Bug Report: Cursor Pagination Documentation vs Implementation

Summary

User reports a discrepancy between documented and actual behavior of cursor pagination in API calls, specifically related to URL path handling and request formation.


Question

Hi — I’d like to report a bug, either in the documentation or in the implementation.

The <https://arc.net/l/quote/gvpraegr|Cursor Pagination> documentation states (emphasis mine):

For cursor pagination, if path is selected as the Inject into option, then the entire request URL for the subsequent request will be replaced by the cursor value.
(a_uthor’s note:_ if this is the intended behavior, this injection method should be called URL, not Path)

In practice, this isn’t the case. Take a look at the attached photo.

Here’s are the relevant variables:
• API Base URL: https://coda.io/apis/v1
• Stream URL Path: /docs
• nextPageLink: https://coda.io/apis/v1/docs/wgFd-3K0OL/pages?pageToken=<token>
• Requested URL: https://coda.io/docs/wgFd-3K0OL/pages?pageToken= <token>
As you can see, the nextPageLink includes /apis/v1 , but the requested URL does not.

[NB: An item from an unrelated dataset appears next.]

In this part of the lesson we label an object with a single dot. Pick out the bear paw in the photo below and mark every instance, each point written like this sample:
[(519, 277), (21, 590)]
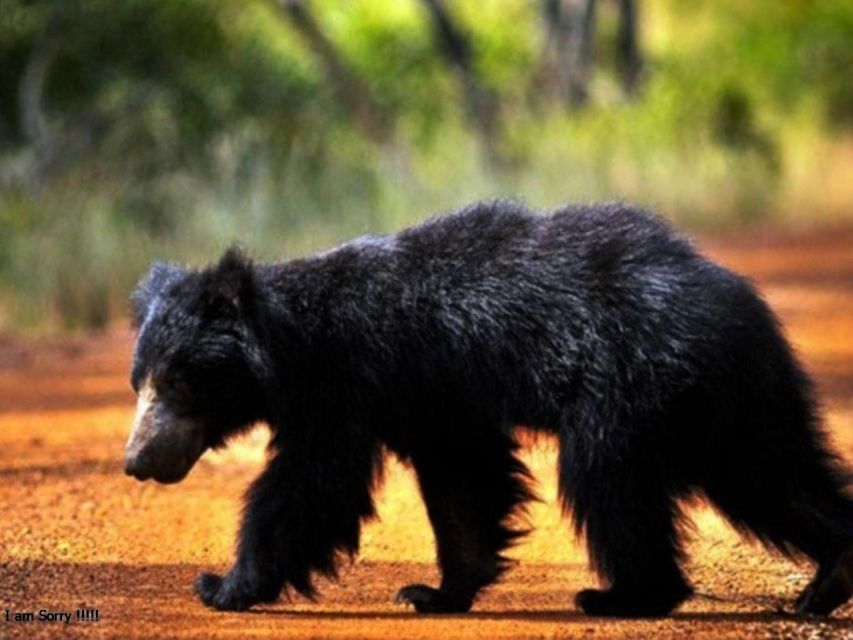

I suspect (with no evidence and very little conviction) that your algorithm is trying to do some sort of path replacement with the ultimate effect of removing the API Base URL’s path component from the nextPageLink



This topic has been created from a Slack thread to give it more visibility.
It will be on Read-Only mode here. Click here if you want
to access the original thread.

Join the conversation on Slack

['cursor-pagination', 'documentation-bug', 'api-url', 'path-replacement', 'nextPageLink']

Out of curiosity, what part of the URL is in your URL is in the global config (API Base URL) and what part is in the stream-level config?

That may be a workaround for now (moving the prefix out), but I’d agree that this is unexpected behavior the Airbyte team should look into. I’m just thinking maybe we can define the problem a little better and get a GitHub issue in

I got it working extracting the token and reappending it as a query string , but agree this definitely seems like a bug and should be addressed either in code or in docs.

To answer your questions:
• The API Base URL in the global configuration is: <https://coda.io/apis/v1>
• The stream configuration adds /docs to the base URL.
I’ve updated my original post to reflect the stream path.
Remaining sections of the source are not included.